Para o psicólogo que saiu do Parque Santo Antônio, na zona sul de São Paulo e foi morar na Bela Vista, região central, as sessões de terapia ficaram mais intensas nesse novo formato online. “Eu vejo que as sessões ficaram muito mais profundas, porque agora eles conseguem mostrar pra gente de uma forma mais concreta o que eles querem dizer, ou o que eles querem dizer”, analisa Felix.
Douglas entende o cenário no qual estamos vivendo torna a terapia um serviço essencial pra cuidar da saúde mental da população. “Essa pandemia fez a gente repensar novas formas de construir e ser psicólogo, de chegar a outros espaços, de levar a psicologia de uma forma diferente, ou até mesmo tirar esse estereótipo, essa forma que psicologia é só pra quem precisa, a gente vai vendo que a saúde mental tinha que ser muito mais trabalhada nas políticas públicas, pelos nossos governantes”, opina.
Um dos argumentos do psicólogo para tornar a terapia um serviço essencial ou uma política pública é a questão dos fatores sociais que causam as doenças invisíveis que atingem principalmente os moradores das periferias.
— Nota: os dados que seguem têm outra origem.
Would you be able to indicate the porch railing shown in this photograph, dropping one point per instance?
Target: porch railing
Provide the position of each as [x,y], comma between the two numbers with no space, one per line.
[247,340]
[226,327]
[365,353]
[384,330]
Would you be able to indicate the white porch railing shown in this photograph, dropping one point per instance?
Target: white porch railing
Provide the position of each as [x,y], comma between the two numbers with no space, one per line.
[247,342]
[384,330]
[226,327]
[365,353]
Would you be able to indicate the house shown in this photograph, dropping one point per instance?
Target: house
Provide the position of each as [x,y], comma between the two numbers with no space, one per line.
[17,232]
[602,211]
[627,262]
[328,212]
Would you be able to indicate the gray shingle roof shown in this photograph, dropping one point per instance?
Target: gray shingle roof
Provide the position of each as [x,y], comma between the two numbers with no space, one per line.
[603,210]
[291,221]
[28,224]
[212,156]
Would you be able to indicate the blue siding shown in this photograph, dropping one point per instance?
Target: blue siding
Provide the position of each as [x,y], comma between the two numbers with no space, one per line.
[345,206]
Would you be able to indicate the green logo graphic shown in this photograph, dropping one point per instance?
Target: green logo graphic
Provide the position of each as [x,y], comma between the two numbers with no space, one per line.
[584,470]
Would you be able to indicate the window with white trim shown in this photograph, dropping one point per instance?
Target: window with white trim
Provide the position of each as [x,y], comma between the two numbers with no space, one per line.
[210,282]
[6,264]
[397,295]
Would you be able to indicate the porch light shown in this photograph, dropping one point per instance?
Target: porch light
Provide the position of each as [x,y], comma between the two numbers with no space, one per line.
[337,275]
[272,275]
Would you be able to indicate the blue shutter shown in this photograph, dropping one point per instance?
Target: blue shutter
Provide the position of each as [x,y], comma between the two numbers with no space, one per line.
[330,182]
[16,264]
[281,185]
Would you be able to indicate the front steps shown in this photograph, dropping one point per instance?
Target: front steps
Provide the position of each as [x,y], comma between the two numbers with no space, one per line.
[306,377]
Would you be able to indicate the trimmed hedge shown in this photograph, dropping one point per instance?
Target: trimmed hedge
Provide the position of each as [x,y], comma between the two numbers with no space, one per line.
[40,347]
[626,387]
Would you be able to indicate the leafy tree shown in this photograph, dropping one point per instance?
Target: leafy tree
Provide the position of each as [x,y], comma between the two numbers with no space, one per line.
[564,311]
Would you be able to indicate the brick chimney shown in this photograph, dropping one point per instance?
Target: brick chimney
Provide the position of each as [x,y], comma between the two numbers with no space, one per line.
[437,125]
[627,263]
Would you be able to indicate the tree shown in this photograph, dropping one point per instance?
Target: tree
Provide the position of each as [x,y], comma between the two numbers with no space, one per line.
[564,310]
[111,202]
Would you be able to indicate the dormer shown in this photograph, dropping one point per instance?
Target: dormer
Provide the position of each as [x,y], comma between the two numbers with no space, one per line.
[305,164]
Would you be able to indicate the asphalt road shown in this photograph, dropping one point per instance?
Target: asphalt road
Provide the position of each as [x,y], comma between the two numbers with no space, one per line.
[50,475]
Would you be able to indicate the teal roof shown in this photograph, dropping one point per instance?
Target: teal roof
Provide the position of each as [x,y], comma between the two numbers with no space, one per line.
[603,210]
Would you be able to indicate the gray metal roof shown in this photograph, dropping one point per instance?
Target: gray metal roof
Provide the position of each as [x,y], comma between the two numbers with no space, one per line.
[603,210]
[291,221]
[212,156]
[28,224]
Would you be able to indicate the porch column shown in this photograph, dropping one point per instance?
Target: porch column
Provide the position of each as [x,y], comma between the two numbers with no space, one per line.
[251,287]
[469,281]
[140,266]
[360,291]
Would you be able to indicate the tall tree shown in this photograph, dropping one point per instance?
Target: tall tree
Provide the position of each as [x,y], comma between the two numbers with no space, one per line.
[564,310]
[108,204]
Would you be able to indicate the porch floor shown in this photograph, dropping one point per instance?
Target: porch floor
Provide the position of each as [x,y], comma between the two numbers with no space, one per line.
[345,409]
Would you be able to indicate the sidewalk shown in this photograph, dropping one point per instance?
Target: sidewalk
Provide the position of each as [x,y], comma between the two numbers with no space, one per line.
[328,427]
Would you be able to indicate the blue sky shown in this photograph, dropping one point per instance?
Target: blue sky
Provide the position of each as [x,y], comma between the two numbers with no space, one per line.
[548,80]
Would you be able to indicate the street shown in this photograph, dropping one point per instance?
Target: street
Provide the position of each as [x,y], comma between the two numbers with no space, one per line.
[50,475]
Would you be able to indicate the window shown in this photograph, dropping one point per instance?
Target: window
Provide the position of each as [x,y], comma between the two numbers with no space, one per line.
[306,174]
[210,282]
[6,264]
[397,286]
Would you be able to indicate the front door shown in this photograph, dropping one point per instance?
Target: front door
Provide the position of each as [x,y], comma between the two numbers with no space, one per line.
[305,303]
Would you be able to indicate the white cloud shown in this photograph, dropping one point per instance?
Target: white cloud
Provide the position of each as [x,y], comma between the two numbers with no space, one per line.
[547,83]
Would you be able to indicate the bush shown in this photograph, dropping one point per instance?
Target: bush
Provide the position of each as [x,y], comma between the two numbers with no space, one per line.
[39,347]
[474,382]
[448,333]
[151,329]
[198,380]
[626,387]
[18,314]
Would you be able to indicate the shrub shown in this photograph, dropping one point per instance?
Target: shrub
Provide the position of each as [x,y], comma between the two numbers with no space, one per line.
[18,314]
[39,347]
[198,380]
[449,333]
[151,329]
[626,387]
“Quando você pensa em uma doença quem vai somatizando no corpo, o quanto tem a haver com a história dessa pessoa, principalmente em pessoas periféricas né, ela não tem a escolha de fazer um home office, ela tem que ir lá fazer o trampo dela, então ela tem que ser colocar em risco, a gente vai pensando o quanto de outras violências estruturais foram acontecendo com essa pessoa”, reflete o psicólogo.
A psicóloga Ana Albuquerque, 29, é sócia de Felix na construção do Canto Baobá, conta que os atendimentos têm circulado em torno de temas e debates focado em desigualdades sociais. “A gente tem trabalhado falando muito do social e tentando aliviar culpas singulares que vão sendo internalizadas, o que é só mais uma estratégia das violências e opressões também”, explica.
De olho na mobilidade que as plataformas digitais oferecem, a psicóloga revela que tem realizado atendimentos nos locais mais diversos. “Atendemos as pessoas na laje, banheiro, praças, e já atendi também na frente do ponto de ônibus, onde dava pra encontrar ali um espaço, a gente foi tentando ter a criatividade e trazer essa pessoa, então vamos continuar pensando e criando o que dá para fazer”, conta Albuquerque.
Ela também morava na periferia, mais precisamente na Freguesia do Ó, região noroeste de São Paulo. A psicóloga revela mais uma vez são as desigualdades sociais são temas recorrentes nos atendimentos realizados por ela. “Muito da ansiedade vem de uma angústia, do eu não posso ficar em casa, eu vou pegar transporte, eu vou chegar do trabalho, eu vou faltar, eu moro com toda minha família, não tenho tantos cômodos aqui, é a ansiedade é despertada a partir do eu posso passar todo dia, posso transgredir todo dia, e a gente tem trabalhado muito isso, e a gente tem trabalhado muito para que essa culpabilização não seja singular.”
A psicóloga finaliza a entrevista falando do quão importante é se adaptar às condições de cada pessoa, pensando no acesso à internet, para ela ter acesso ao cuidado com a sua saúde mental. “Nem todo mundo tem um lugar pra fazer terapia com privacidade e a gente precisa pensar também como a internet não chega a todos os lugares?”, questiona ela, esclarecendo que fazer uma triagem dos analisantes é o ponto de partida para gerar uma inclusão social. “Hoje a gente pensa em um caminho de triagem, de entender a realidade de cada pessoa, e o fechamento do valor é individual, de acordo com cada realidade, cada história e com cada pessoa”, conclui.